Date of issue: 25th April 2006

LEGISLATION CHANGES PUTS FINANCIAL PLANNING ON HOLD

Shona Cutler, partner and personal taxation specialist at Birmingham accountants Clement Keys, maintains that family trusts are not so much a tax planning tool as a way for people to hold their assets in today's world of complicated family structures and is therefore highly critical of the Treasury's decision to tax them retrospectively.

The new rules also potentially bring assets left in trust to a surviving spouse into charge for Inheritance Tax on death.

Under the rules set out in the Finance Bill 2006 assets in held in Interest in Possession Trusts and Accumulation and Maintenance Trusts will bear increased tax burdens unless the beneficiary is disabled or the trust ends when the beneficiary reaches 18 years of age.

A 20% tax charge may arise on assets being put into such trusts, a maximum charge of 6% will be levied on the value of assets every 10 years and there will be a further charge at a maximum of 6% when the capital is paid to the beneficiaries. This brings the taxation of certain interest in possession trusts and accumulation trusts in line with the tax treatment of discretionary trusts. The new rules will not impact on discretionary trusts or discretionary will trusts which are the number one way of saving inheritance tax on the death of the first spouse!

Lobbying by accountants and tax experts over the draconian measures included in the Budget - but not in Gordon Brown's speech - has resulted in a partial U-turn by the Chancellor, but Mrs Cutler is concerned that thousands of Midlands families will still be affected by the changes and further changes to the Finance Bill are required

"Trusts have grown in popularity because of the complex nature of modern family life and despite the Chancellor's climb down over taxing life insurance payments going into a trust, there is no excuse for retrospective legislation that will impact fundamentally on arrangements set up prior to budget day designed to protect families without a period of proper consultation and warning," she says.

"Because the new rules apply to existing trust arrangements, as well as new trusts the legislation is retrospective and I think that is the wrong way to go about what is being headlined as modernising the system."

When people remarry and raise a second family an Interest in Possession Trust is commonly set up or incorporated in wills to ensure that the surviving spouse is protected but that the assets ultimately pass to the children, while an Accumulation and Maintenance Trust is often set up by grandparents with a view to helping to support the grandchildren and possibly pay for school fees.

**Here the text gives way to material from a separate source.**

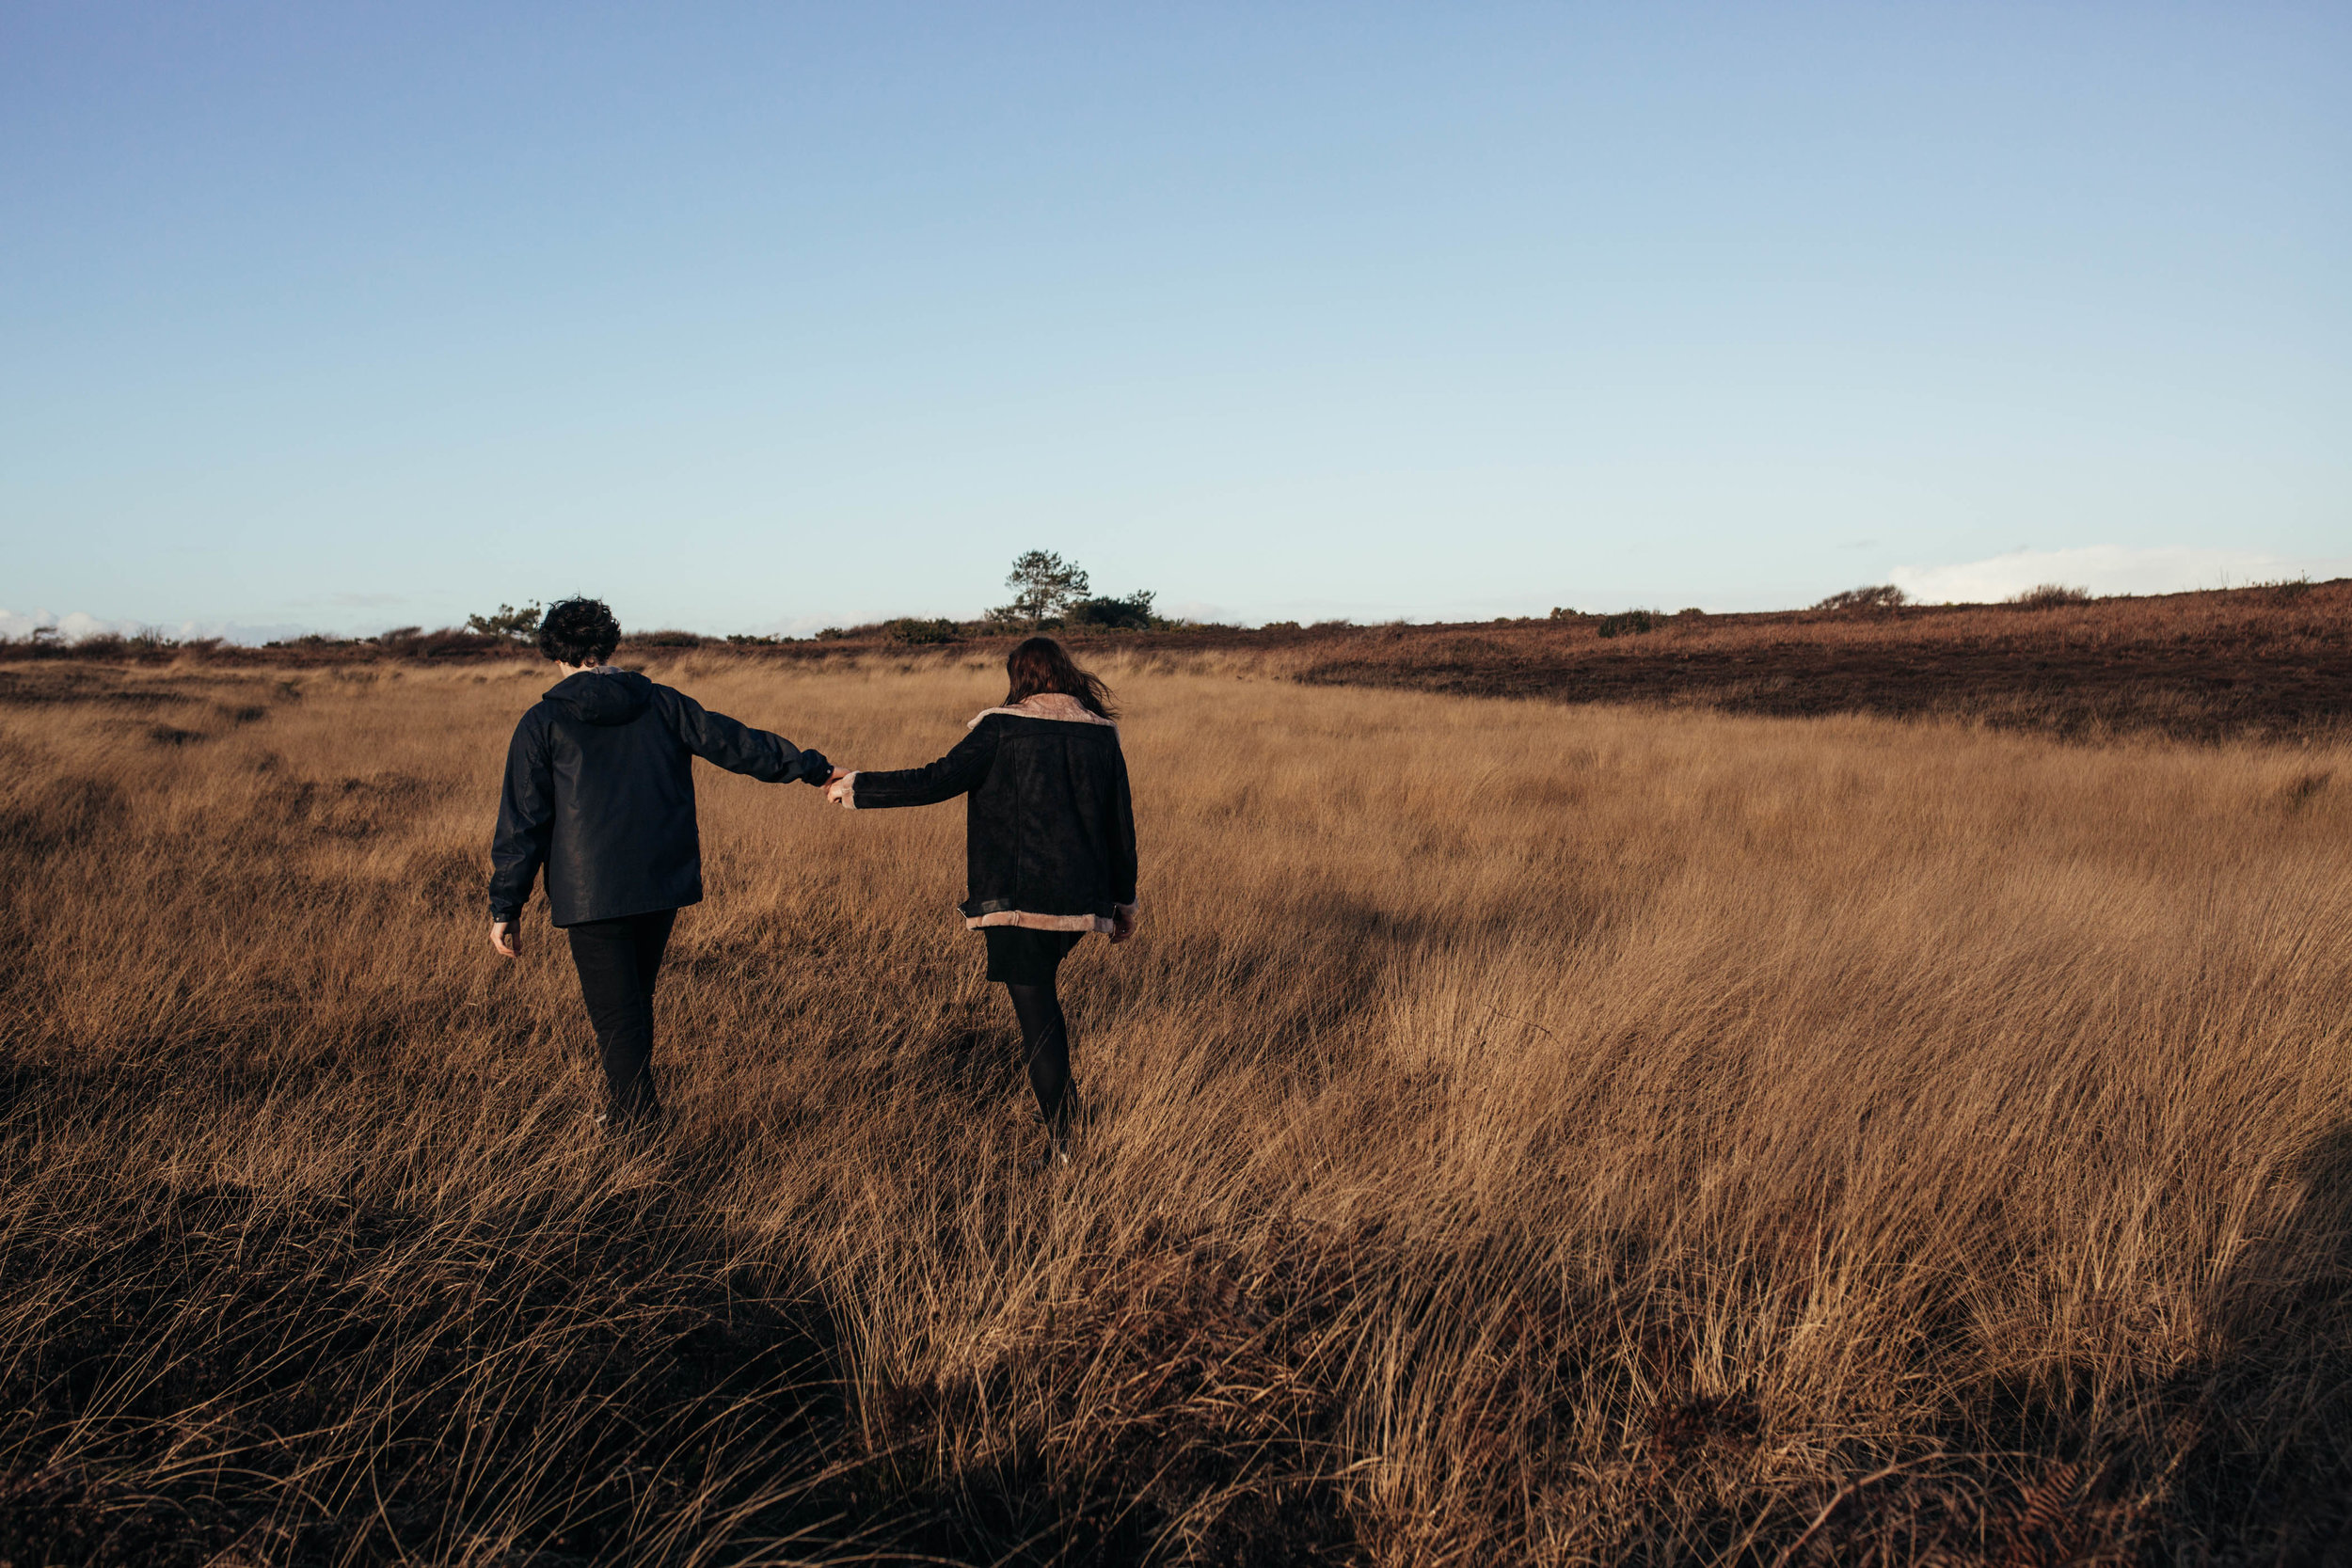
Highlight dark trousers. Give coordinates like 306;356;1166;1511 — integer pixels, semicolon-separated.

In addition, everyone who has included trusts in their Wills, other than Nil Rate Band Discretionary Trusts, will have to go to the effort and expense of reviewing the small print in order to ascertain whether alterations are required to prevent large tax charges arising.

Mrs Cutler, who is a member of Society of Trust and Estate Practitioners, says that changing a trust is not always possible and may not be easy. It will be the responsibility of the trustees, not the person who set up the trust, to decide whether the terms of the trust should be changed and this may require leave of the Court.

"We are still examining the details of the Finance Bill but I would advise people to look at their wills immediately to see whether a tax charge will now arise on death and to take prompt action if this is the case. It may also be necessary to amend Wills again when the details of the new legislation are finalised," says Mrs Cutler.

"When the new rules are clear we can advise individuals as to the best course of action based on their particular financial planning needs and family circumstances."